The lawsuit, filed in Los Angeles County Superior Court, seeks class-action status. It is the latest effort by the Writers Guild of America, West, to keep up the pressure on production companies and networks involved in the burgeoning reality TV arena.
“These violations of California law are no mere accounting errors,” said Daniel Petrie Jr., president of the WGA, West. “They are deliberately designed to deny these writers the basic rights and legal protections.”
The 12 writers allege that the violations took place on eight shows, including “The Bachelor” “The Bachelorette,” “Are You Hot?” and “The Real Gilligan’s Island.”
Named as defendants were networks airing the shows -- ABC, CBS, TBS and the WB -- along with production companies Next Entertainment, Telepictures Productions, Syndicated Productions and Dawn Syndicated Productions.
The defendants would not comment on the lawsuit, nor would Alliance of Motion Picture and Television Producers President J. Nicholas Counter, who is the industry’s chief labor negotiator. Although he declined to comment on the complaint, an ABC spokesman said, “We believe ABC is in compliance with all applicable laws.”
Writer Harmon Sharp said he never received any overtime pay as a story producer on “The Bachelor” or “The Real Gilligan’s Island,” even though he routinely worked 60 hours a week.

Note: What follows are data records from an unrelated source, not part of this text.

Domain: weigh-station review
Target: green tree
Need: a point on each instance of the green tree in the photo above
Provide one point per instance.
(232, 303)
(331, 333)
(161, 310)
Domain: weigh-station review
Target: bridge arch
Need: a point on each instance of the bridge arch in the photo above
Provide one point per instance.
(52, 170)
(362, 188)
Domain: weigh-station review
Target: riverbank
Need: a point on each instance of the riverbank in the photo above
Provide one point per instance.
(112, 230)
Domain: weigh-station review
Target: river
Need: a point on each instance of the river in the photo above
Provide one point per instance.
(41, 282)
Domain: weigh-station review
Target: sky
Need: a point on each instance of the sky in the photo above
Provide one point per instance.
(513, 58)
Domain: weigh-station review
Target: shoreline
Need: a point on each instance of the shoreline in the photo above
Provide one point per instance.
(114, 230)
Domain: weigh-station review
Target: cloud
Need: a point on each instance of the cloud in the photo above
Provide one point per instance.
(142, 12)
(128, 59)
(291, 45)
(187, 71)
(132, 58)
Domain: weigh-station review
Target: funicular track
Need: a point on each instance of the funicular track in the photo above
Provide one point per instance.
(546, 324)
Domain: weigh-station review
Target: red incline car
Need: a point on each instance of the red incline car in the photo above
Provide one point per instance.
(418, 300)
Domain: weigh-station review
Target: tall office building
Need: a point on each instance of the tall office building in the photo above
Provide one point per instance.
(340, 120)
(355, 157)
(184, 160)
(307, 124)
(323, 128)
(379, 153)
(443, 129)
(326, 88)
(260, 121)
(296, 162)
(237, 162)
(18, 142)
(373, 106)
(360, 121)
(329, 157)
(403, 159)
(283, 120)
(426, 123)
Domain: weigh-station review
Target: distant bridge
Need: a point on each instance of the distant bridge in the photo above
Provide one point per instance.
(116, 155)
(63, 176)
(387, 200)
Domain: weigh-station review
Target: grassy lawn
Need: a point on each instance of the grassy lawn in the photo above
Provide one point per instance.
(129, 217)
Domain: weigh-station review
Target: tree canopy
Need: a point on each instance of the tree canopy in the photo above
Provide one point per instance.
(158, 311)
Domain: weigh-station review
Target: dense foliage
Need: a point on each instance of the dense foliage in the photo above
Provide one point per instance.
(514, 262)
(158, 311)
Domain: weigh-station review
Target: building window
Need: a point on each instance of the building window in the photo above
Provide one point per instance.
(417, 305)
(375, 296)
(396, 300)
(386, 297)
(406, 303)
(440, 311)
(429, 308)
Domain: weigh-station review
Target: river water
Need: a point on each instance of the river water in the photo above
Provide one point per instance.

Sharp said he was paid a flat weekly rate of $2,000 regardless of how many hours he worked, including putting in 12- to 18-hour days.
“We were asked to work whatever it took, without any conversation,” he said. “This is just a perfect example of how we’re being exploited.”
Last month, the guild went public with its organizing drive, announcing that more than 75% of writers on TV reality shows had signed cards asking to be represented by the union.
In their organizing drive, WGA officials are seeking to broadly define as reality TV storytellers such jobs as editors. In reality TV, the work of editors is considered crucial because they craft coherent, dramatic story lines from raw footage.
That effort by the WGA has sparked a potential turf war with the International Alliance of Theatrical Stage Employees, an umbrella labor group that includes editors.
Although he acknowledged the concern, Petrie downplayed the possibility of a jurisdictional fight. “We have no desire whatsoever to be in conflict with other unions and would be more than happy to cooperate,” he said.
WGA officials contend that because writers are deeply involved in lucrative game shows -- working behind the scenes to craft game formats, coach contestants and create dramatic story lines -- they should get pay and benefits similar to those of writers on conventional programs.
Industry representatives, however, dispute allegations that workers are subject to sweatshop conditions and argue that writing for a reality show isn’t tantamount to working on a scripted program.